There have been many significant developments in the digitization of manufacturing in the past few years. In many first world operations, the use of sensors and IoT devices has had a significant impact on improving visibility and streamlining operations across the supply chain.
Within Africa, the adoption of smart manufacturing technologies and solutions has been far slower. Many African countries are less digitalized than their middle- and high-income counterparts globally, with a technology gap in both access and use. However, there’s no escaping the increasing digitalization of the manufacturing sector. Embracing a digital-first mindset means that we must re-evaluate all our business processes.
Most ERPs still work the same way they did 20 years ago, but technologies like artificial intelligence (AI) and the industrial Internet of Things (IIoT) are changing the parameters of what can be achieved and ushering in a new era of connectedness, collaboration and innovation. This means greater digital dexterity as we use data to gain and maintain a competitive edge, both locally, inter-continentally and globally.
Robotic Process Automation
Robotic Process Automation (RPA) automates rules-based operations to deal with routine administrative tasks and expedite process completion with speed and accuracy, freeing up human capacity to focus on innovation. The use of industrial robots in manufacturing automation is nothing new, but the challenge for manufacturers has been to align back-office processes with the factory floor. RPA software is capable of handling high-volume, repetitive tasks, transferring data across systems, queries, calculations and record maintenance. In doing so, RPA can help manufacturers to focus more on product innovation and core strengths instead of day-to-day repetitive tasks that are critical but mundane in nature. Automation of processes such as inventory management, regulatory compliance and invoice verification helps organizations focus more on improving quality and growth.
Artificial Intelligence
With so much data being produced daily by industrial IoT and smart factories, manufacturers are increasingly turning to AI solutions to better analyze data and make decisions. AI truly has ushered in a new era of connectedness, collaboration and innovation for manufacturers. There are several key benefits to employing AI in manufacturing, including more accurate demand forecasting and less material waste. AI goes hand-in-hand with machine learning and autonomous manufacturing processes, while augmenting supply chain processes with AI can significantly streamline supply chain management.
Big Data and Analytics
It’s been said before, but it bears repeating – without meaningful intelligence generated from proper analytics, data is largely useless. Explosive growth in the volume and different types of data throughout manufacturing and the supply chain means that manufacturers must invest in technology that can intelligently and rapidly analyze data to extract valuable and actionable business insights. Manufacturers need to leverage advanced analytics that allow them to engage in more data-driven decisions around sourcing, production, fulfilment, cost reduction, and other focus areas.

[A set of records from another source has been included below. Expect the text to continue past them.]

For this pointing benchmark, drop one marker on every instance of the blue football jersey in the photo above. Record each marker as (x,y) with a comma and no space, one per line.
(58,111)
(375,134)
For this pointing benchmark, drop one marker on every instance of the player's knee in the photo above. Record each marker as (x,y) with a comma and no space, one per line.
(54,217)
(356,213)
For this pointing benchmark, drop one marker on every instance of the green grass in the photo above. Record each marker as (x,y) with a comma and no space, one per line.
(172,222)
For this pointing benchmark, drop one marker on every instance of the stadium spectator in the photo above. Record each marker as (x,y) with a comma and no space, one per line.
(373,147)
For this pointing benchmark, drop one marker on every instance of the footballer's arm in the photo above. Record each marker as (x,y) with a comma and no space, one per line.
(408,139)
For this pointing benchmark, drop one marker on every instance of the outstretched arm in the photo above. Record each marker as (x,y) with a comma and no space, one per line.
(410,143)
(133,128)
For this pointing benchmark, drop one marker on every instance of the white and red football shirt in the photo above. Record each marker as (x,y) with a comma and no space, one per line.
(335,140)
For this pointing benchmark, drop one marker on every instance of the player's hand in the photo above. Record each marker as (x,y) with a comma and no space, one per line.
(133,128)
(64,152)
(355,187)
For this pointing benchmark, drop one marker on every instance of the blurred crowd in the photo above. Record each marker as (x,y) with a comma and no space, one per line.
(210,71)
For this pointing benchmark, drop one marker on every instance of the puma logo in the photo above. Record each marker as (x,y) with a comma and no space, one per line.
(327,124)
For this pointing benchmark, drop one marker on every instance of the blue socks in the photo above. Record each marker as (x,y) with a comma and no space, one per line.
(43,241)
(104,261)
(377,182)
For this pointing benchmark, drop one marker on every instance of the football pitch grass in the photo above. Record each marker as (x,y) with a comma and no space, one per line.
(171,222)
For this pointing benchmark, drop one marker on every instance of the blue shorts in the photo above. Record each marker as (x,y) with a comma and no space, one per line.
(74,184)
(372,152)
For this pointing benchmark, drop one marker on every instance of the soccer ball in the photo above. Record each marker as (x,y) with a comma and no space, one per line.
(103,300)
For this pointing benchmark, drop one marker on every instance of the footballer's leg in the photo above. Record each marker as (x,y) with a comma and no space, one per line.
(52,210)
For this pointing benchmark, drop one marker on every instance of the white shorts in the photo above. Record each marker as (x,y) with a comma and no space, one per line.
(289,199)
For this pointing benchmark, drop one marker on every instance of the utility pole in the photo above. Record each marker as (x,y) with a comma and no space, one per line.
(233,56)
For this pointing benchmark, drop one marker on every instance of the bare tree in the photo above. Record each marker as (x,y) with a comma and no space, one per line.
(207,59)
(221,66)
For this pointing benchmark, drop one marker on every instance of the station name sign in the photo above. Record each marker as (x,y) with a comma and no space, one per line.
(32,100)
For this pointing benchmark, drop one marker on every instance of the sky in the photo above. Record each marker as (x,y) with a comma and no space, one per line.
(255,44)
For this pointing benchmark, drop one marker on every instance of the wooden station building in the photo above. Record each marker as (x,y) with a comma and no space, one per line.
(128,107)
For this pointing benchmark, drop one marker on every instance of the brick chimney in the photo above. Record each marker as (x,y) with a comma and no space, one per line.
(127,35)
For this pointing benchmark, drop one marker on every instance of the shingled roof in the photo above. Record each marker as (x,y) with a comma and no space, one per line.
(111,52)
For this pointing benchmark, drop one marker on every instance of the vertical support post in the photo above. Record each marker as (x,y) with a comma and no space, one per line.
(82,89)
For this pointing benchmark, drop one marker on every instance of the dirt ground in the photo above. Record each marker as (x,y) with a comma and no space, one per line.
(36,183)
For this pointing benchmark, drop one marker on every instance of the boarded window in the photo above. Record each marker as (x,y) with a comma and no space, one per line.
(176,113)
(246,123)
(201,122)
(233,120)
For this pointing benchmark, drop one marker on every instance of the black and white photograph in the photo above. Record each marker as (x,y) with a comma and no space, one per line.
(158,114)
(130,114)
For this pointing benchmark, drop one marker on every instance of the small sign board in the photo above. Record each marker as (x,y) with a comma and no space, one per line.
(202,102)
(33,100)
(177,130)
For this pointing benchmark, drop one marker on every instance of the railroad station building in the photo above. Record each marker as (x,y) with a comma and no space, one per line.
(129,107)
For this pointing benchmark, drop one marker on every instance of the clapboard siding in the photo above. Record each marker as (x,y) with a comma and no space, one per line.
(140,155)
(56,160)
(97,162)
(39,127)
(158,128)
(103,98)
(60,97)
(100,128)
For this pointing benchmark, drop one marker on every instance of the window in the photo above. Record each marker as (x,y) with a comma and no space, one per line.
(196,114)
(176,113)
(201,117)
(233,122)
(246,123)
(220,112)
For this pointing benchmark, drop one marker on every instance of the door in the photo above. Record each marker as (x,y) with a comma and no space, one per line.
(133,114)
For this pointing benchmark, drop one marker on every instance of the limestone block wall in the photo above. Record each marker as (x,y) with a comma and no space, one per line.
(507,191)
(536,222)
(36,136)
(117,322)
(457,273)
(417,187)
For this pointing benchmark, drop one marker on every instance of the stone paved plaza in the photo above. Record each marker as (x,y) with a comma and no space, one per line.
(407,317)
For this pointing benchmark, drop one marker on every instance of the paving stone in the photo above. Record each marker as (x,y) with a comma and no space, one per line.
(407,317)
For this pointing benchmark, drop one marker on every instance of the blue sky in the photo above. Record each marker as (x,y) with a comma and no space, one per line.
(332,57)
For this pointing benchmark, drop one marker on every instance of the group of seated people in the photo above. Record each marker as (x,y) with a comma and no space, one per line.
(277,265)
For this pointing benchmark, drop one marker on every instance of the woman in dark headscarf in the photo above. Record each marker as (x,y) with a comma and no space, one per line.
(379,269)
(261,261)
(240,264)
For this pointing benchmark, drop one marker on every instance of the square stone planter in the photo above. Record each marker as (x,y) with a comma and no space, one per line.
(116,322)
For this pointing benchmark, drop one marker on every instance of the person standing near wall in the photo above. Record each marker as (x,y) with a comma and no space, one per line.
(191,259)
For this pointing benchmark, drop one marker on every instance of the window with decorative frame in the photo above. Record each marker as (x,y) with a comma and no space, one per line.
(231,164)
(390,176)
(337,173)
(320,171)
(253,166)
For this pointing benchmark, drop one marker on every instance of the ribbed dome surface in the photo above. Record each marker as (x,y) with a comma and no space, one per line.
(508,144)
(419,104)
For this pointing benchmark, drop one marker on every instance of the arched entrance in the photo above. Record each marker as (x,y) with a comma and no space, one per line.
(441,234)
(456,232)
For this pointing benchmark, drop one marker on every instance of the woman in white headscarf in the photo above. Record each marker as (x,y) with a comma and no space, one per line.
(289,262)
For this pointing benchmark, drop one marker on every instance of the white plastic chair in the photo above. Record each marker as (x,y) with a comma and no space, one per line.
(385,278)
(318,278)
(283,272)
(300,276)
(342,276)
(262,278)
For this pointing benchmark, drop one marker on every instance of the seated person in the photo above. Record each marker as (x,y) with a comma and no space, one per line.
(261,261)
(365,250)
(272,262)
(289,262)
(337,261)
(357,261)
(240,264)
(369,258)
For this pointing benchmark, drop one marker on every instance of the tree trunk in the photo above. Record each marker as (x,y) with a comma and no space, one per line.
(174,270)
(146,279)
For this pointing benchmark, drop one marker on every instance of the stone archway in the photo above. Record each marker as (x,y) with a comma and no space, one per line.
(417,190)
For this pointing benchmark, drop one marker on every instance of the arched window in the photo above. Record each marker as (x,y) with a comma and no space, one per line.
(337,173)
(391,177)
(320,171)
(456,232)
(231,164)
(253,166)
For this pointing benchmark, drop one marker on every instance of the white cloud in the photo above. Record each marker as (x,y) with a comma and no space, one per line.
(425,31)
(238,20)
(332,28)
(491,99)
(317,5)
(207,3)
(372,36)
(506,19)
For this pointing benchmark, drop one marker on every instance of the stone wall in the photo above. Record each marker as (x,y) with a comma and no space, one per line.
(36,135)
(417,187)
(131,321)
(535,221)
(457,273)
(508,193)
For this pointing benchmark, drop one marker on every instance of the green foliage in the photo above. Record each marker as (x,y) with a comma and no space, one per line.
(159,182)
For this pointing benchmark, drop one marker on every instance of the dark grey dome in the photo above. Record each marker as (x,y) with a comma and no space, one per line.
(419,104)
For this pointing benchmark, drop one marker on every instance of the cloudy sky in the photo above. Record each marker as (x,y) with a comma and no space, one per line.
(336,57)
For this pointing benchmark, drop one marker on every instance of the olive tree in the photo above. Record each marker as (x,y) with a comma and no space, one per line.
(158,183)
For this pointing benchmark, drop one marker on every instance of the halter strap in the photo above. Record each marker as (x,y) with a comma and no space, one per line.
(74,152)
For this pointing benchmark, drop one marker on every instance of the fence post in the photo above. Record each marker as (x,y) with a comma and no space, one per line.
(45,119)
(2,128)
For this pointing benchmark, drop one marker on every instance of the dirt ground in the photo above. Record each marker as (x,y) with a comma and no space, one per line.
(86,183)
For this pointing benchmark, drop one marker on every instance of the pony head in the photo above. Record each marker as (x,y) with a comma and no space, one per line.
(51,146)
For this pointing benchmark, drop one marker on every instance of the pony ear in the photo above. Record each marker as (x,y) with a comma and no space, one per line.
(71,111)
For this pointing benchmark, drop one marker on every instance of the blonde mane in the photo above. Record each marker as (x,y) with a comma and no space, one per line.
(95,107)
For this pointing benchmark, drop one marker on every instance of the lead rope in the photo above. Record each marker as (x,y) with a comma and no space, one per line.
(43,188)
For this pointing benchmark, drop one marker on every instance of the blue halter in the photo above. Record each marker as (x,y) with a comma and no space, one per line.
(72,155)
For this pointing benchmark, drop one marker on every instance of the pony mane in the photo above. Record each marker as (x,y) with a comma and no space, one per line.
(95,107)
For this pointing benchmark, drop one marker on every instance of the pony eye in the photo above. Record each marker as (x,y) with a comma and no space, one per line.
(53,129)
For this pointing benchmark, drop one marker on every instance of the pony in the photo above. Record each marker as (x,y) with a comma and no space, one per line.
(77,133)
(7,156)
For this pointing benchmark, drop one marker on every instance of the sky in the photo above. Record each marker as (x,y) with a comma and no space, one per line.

As AI becomes increasingly sophisticated, manufacturers are now also turning to analytics for predictive insights. Predictive analytics helps improve business decision-making by enabling manufacturers to analyze vast amounts of real-time data to identify potential events and opportunities before they happen. This includes predictive maintenance, which can identify small fluctuations in performance that may be early indicators of larger problems. These issues can then be proactively addressed. Equipment downtime is an immediate hit to the bottom line, so this use of predictive analytics enables much more control and planning over downtime, with a resultant cost benefit.
While no one can reliably predict the future, what predictive analytics does offer manufacturers is the capacity to offer much more informed decision-making and avoid or minimize costly downtime. By using big-data tactics and models, predictive analytics can provide a more complete and effective view of forthcoming potential risk factors, opportunities and recommendations for multiple areas across the business.
Customization
Every company and every manufacturer is unique, with different pain points that they need to address – there’s no such thing as one-size-fits-all. A successful ERP system implementation is an integral part of operations, and in many cases, it’s the operational differences within an organisation that determines their competitive advantage. An ERP system that fails to take the needs of the end user into consideration is unlikely to deliver premium results.
This is where customization is the crucial ingredient. The right ERP system allows manufacturers the ability to configure their software to best suit their needs rather than the system dictating how a business should be run. We will increasingly see industry-specific solutions, along with the ability for organizations to tailor their ERP system to their unique business needs and working environment.
Growing the manufacturing sector is often considered a vital factor in realizing inclusive and sustained development. And there is reason for optimism about the state of manufacturing in Africa. Harnessing digital capabilities in the manufacturing sector will undoubtedly further increase the region’s ability to industrialize.